The neuropsychosocial sequelae of multiple sclerosis and the impact for familial caregivers
Brassington, J. C. (2000). The neuropsychosocial sequelae of multiple sclerosis and the impact for familial caregivers (Thesis, Doctor of Philosophy (PhD)). The University of Waikato, Hamilton, New Zealand. Retrieved from https://hdl.handle.net/10289/14495
Permanent Research Commons link: https://hdl.handle.net/10289/14495
Multiple Sclerosis (MS) is the most common neurodegenerative disease diagnosed in young adults. Many people live with the disease throughout their early, middle and late adulthood. It has far-reaching effects for individuals, families, and social networks. The study of its impact is an important precursor to the design of effective, efficient interventions for all concerned. This research sought to examine the physical, cognitive, and psychological effects of MS in a New Zealand community-based sample. Its impact on familial caregivers was also investigated. One hundred and two people with MS were assessed over a 14-month period. In comparisons with a demographically-matched control group, the cognitive performance of the MS sample was found to be impaired on psychometric measures of current intellectual functioning, learning, retention, delayed recall, recognition memory, and areas of attention/concentration and executive functioning. The MS sample also reported significantly more psychological difficulties than the control group. No statistically significant relationship was found between the cognitive functioning of the MS sample and their physical functioning, time since symptom onset, disease course, level of fatigue, or medication use. However, there was a statistically significant relationship between the sample’s cognitive functioning and both their psychological functioning and the time since their MS diagnosis. Analyses were undertaken with a subset of participants with MS whose cognitive performance was worse than the remainder of the MS sample in relation to the control group.

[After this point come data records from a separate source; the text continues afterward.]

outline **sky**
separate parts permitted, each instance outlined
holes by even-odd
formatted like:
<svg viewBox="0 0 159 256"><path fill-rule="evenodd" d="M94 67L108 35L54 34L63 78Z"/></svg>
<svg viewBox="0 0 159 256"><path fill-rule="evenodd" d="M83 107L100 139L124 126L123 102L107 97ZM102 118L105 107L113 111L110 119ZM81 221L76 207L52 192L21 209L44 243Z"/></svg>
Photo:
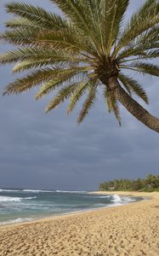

This subset was found to require significantly more changes to their homes and more community services, and they experienced more social handicap than the rest of the MS sample. Familial caregivers of the participants with MS reported significantly more symptoms of anxiety and insomnia, significantly higher levels of burden, and significantly less satisfaction with the quality of social support that they received, compared to a demographically-matched control group. The caregivers’ appraisals of the functional impairments of their family members with MS made the most consistently significant unique contribution to the prediction of these areas of caregiver functioning. The significance of these results for people with MS, their familial caregivers, and society at large are discussed.